Trevor - We used a technique called optogenetics, which gives us the ability to activate neurons using light. And this is an advantage because it gives us really great control over the timing of when the neurons are activated. We used it to activate the carbon dioxide sensory neurons - carbon dioxide being a major component of our breath. So we put this channel that responds to red light in the neurons that respond to carbon dioxide. And so when we shine red light on them, it causes these neurons to activate and simulates the experience of carbon dioxide for the mosquito. And so we refer to this as fictive carbon dioxide.

Chris - I suppose one of the advantages of doing that is that you can be very precise in terms of when you give the stimulus and how much stimulus. It's not like blowing some CO2 at a mosquito and not knowing how much it's really smelled. This way, you actually know what the stimulus was when it was presented and in what sort of amplitude.

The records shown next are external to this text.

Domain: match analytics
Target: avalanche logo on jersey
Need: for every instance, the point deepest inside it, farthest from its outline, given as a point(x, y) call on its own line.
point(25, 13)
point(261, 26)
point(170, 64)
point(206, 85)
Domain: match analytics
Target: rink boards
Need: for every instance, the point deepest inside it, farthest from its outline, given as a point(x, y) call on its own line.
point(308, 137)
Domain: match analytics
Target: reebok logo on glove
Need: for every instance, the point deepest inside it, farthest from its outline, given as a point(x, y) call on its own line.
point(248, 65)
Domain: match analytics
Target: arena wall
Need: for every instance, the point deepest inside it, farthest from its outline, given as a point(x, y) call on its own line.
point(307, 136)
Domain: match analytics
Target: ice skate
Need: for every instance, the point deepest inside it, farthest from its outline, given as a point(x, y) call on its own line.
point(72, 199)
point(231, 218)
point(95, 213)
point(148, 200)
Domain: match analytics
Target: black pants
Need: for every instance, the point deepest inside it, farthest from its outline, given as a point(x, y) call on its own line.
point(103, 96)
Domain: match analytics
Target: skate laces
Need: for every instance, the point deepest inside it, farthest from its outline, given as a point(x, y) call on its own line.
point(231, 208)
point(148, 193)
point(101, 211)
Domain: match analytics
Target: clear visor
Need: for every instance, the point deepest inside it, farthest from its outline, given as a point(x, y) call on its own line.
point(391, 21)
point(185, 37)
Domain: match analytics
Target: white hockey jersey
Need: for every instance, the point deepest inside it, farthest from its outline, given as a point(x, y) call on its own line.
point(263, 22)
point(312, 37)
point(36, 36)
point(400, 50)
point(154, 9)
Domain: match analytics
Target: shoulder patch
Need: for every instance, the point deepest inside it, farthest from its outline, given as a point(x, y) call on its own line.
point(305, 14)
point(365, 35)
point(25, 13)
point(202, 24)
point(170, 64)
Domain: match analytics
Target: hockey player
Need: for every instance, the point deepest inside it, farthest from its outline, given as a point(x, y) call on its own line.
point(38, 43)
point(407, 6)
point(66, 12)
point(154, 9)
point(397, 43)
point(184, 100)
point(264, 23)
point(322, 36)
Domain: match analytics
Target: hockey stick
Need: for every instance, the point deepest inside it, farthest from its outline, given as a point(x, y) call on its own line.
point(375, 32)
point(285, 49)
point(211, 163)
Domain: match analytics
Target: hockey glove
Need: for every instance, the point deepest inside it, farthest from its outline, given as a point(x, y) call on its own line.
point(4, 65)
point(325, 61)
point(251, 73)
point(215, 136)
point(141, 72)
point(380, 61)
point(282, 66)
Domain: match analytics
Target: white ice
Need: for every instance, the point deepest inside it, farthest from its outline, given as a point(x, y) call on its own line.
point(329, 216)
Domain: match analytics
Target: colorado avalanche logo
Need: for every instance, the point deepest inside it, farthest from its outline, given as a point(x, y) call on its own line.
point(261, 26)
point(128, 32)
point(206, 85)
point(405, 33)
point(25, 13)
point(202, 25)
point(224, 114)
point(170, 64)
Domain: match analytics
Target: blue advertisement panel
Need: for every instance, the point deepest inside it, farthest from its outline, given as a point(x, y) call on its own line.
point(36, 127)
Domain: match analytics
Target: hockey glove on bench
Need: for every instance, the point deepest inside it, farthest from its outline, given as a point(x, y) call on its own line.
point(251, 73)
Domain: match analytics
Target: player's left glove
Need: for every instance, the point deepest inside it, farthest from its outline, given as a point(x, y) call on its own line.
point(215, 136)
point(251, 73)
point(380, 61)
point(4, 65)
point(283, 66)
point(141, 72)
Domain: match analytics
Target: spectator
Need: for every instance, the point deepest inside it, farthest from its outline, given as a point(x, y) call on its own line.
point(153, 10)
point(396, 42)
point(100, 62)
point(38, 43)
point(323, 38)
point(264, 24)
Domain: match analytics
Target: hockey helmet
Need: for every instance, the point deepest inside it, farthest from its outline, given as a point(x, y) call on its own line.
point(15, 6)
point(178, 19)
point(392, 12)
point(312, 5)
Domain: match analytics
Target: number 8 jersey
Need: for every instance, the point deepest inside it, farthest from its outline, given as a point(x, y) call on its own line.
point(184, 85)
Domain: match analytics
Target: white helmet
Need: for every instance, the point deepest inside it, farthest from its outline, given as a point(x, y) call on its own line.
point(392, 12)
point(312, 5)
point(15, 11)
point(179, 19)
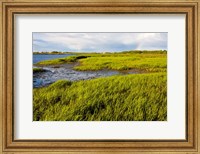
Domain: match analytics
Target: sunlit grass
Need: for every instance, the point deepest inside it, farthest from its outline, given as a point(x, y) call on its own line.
point(135, 97)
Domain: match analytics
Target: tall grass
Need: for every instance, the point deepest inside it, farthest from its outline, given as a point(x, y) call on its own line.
point(140, 97)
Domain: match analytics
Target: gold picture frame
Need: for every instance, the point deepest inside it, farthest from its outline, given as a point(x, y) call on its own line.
point(9, 8)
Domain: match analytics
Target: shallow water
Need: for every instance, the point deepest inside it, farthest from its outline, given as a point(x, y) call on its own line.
point(54, 73)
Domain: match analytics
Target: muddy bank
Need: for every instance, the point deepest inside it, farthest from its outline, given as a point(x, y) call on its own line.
point(58, 72)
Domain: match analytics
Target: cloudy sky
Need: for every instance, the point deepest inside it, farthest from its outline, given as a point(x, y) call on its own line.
point(98, 42)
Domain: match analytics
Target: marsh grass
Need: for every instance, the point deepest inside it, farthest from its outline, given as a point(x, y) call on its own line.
point(133, 97)
point(37, 70)
point(141, 97)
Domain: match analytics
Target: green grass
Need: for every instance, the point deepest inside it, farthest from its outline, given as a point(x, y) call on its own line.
point(67, 60)
point(133, 97)
point(141, 97)
point(146, 61)
point(36, 70)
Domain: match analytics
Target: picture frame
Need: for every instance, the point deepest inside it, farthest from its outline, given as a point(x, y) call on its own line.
point(7, 45)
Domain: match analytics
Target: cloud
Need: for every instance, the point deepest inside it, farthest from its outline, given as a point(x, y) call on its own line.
point(96, 42)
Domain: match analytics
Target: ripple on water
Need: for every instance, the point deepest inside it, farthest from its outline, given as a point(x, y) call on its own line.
point(54, 73)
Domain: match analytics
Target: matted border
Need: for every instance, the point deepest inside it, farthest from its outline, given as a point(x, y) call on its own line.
point(9, 9)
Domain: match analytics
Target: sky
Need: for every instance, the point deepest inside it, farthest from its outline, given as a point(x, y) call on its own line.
point(98, 42)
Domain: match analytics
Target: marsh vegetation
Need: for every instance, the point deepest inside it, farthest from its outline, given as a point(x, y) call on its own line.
point(137, 93)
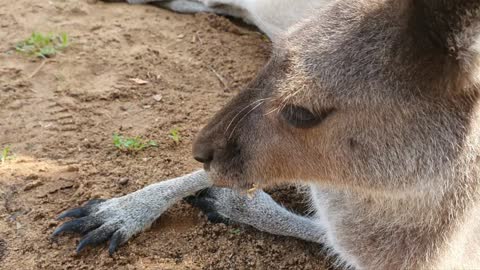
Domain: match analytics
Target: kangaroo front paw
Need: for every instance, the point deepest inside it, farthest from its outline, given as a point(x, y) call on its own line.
point(115, 220)
point(228, 206)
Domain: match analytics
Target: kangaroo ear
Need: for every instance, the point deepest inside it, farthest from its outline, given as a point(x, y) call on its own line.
point(452, 24)
point(454, 27)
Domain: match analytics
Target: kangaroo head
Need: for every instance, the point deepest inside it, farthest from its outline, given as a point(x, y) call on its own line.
point(366, 95)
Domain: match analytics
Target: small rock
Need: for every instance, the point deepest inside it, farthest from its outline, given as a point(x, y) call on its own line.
point(157, 98)
point(72, 169)
point(123, 181)
point(32, 177)
point(32, 185)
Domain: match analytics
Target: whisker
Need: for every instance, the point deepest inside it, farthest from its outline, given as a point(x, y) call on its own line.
point(246, 107)
point(243, 117)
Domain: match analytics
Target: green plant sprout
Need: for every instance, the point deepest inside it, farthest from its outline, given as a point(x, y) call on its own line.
point(43, 45)
point(174, 134)
point(131, 144)
point(5, 154)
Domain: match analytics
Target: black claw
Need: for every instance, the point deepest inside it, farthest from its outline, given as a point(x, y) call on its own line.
point(94, 202)
point(215, 217)
point(81, 225)
point(74, 213)
point(117, 239)
point(96, 237)
point(70, 226)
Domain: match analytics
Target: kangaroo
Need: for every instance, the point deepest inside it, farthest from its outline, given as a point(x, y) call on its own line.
point(374, 104)
point(273, 17)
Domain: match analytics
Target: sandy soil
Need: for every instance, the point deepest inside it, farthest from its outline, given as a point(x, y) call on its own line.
point(59, 122)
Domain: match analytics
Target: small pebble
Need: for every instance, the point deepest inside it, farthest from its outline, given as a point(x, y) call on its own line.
point(123, 181)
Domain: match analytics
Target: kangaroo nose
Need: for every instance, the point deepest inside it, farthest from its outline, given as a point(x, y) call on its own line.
point(203, 152)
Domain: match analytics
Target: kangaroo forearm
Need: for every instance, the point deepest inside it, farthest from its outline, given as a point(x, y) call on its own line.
point(160, 196)
point(280, 221)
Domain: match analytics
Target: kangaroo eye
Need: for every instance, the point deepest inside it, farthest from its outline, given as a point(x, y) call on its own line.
point(301, 117)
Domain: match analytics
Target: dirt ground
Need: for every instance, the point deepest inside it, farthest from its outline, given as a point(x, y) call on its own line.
point(59, 117)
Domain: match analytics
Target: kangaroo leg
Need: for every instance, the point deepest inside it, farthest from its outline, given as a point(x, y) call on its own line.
point(119, 219)
point(260, 211)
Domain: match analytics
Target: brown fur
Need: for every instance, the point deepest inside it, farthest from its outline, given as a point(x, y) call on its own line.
point(395, 163)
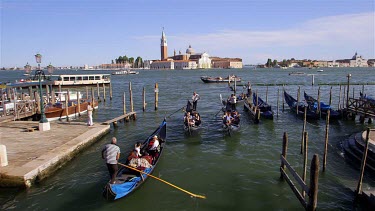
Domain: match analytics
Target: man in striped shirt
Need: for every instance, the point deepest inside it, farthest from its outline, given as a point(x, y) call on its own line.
point(111, 153)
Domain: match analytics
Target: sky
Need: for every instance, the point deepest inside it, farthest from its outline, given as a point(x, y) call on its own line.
point(93, 32)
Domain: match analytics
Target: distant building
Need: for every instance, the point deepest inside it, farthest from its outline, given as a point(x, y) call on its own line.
point(189, 60)
point(356, 61)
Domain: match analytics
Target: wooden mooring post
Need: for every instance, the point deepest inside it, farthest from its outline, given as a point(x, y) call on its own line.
point(156, 96)
point(104, 97)
point(326, 141)
point(110, 90)
point(144, 99)
point(311, 190)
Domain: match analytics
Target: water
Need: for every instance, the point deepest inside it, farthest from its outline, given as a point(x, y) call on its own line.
point(240, 172)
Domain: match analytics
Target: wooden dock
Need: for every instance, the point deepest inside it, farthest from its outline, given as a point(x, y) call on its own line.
point(121, 118)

Trevor - Yeah, that's exactly right. And it's very hard to control gases because you don't know exactly where they are. And so we know exactly where, how much and when the mosquitoes are receiving this fictive carbon dioxide stimulus.

Chris - So that simulates a mosquito running into a human or an animal that's just breathed out. So what happens next then once it gets that stimulus?

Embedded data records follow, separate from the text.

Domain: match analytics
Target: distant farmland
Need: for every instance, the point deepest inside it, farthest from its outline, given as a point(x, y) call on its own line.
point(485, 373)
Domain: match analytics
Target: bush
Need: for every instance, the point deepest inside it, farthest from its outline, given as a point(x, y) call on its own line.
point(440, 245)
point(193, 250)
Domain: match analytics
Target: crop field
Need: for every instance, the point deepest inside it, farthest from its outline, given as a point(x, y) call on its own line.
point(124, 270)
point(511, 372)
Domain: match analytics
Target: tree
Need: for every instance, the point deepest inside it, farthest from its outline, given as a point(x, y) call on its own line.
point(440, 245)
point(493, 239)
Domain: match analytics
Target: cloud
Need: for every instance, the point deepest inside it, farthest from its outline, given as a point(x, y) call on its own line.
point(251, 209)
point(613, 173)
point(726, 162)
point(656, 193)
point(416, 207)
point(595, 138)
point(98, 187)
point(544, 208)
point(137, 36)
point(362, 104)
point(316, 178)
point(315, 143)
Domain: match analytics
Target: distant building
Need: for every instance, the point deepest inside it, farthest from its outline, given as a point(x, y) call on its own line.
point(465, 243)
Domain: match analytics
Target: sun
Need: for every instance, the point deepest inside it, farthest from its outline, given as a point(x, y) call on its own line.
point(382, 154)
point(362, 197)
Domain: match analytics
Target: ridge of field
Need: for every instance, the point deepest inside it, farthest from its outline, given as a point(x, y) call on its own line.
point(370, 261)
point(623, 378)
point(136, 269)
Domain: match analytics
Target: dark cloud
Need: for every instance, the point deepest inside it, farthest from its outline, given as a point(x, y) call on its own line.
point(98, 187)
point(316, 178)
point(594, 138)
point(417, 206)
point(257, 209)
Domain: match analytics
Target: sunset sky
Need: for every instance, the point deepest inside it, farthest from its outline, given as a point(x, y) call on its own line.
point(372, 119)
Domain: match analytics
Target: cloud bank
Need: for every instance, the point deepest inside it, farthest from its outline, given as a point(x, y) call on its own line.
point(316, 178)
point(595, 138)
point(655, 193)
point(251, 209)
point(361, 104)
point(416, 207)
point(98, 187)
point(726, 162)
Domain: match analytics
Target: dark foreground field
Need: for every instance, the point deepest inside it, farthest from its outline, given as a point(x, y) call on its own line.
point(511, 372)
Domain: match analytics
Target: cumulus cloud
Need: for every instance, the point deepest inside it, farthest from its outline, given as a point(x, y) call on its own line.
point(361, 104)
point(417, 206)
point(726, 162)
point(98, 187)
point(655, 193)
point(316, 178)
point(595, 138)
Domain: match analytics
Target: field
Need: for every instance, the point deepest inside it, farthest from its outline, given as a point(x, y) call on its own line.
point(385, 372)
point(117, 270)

Trevor - So mosquitoes respond to the fictive carbon dioxide stimulus by flying, which is well known as the response of mosquitoes to carbon dioxide. They also showed a lot of walking and this behaviour called probing, which involves the insertion of their proboscis into small crevices. So if a mosquito has landed on your clothing, then they show this behaviour of probing. So you would be very familiar with this, but what was surprising about our results is how long they do it for. They have this response for up to 15 minutes after just a brief fictive CO2 stimulus.

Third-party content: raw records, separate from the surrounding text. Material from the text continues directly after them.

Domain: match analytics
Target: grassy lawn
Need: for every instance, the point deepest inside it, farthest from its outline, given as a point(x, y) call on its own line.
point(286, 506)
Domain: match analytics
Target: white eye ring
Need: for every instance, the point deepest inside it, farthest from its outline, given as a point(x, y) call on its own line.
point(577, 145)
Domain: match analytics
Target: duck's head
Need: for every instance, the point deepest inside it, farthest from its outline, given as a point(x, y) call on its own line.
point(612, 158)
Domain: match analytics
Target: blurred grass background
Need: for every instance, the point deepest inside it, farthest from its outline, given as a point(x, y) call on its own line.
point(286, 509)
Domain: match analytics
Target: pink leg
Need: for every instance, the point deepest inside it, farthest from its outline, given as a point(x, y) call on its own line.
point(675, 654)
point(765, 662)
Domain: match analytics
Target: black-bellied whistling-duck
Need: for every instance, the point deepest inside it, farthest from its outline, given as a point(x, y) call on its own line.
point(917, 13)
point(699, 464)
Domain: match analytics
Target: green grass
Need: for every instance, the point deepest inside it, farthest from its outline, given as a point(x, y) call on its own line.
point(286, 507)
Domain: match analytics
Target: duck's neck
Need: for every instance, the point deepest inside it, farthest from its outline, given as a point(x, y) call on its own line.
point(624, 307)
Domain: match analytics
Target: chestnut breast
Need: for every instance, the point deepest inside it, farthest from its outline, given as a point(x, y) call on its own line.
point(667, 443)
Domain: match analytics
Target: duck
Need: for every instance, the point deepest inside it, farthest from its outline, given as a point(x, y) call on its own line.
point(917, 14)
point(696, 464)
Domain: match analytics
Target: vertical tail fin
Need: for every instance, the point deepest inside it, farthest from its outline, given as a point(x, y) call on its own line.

Chris - So that would be like flicking some kind of switch. It basically is the master switch that says, "right, feeding time" and activates all those other behaviours.

Trevor - That's what it appears to do. So these are a number of behaviours that the mosquitoes exhibit, but they have also altered responses to subsequent stimuli that occur later in time, or while they're in this hunting state. And these include additional cues that they use from the human host, like heat and the taste stimuli, that are present in our blood.

Chris - The one thing that we haven't discussed with this is the difference between males and females, because it is the female mosquitoes that do the blood meal feeding and the males don't do they. So if you do the experiments on males, what happens to them?

Trevor - So male mosquitoes do not feed on blood because they don't need to produce eggs. However, the males, when we tested them, they showed a strong response to fictive carbon dioxide. But the response was about 1/10th the duration of the female's response. This was interesting to us because it showed that males, while they have the ability to detect the carbon dioxide stimulus, they do not have this persistent state that we think is associated with blood feeding specifically. So males, it has been shown, do respond to carbon dioxide in order to get closer to humans and to mate with females in their vicinity. So we think that this time scale of the response of males and females is one of the reasons that the state we've discovered is specific to the goal of feeding on blood.

Chris - Does that also potentially give you a way to find out how this works? Because if you can look what is happening in the female brain, but absent from the male brain, that perhaps might be whatever that platform is that's subserving this timing mechanism.

Trevor - Yeah, that's one really interesting way to get at the neurons that control this persistent state, which is my goal for future research. Exactly as you said, to compare males and females and to understand which neurons are different in the male and female brain, because we would expect that if not the neurons that control the persistence of the state, it would identify the neurons at least that are somewhere in the circuit that control the persistent state.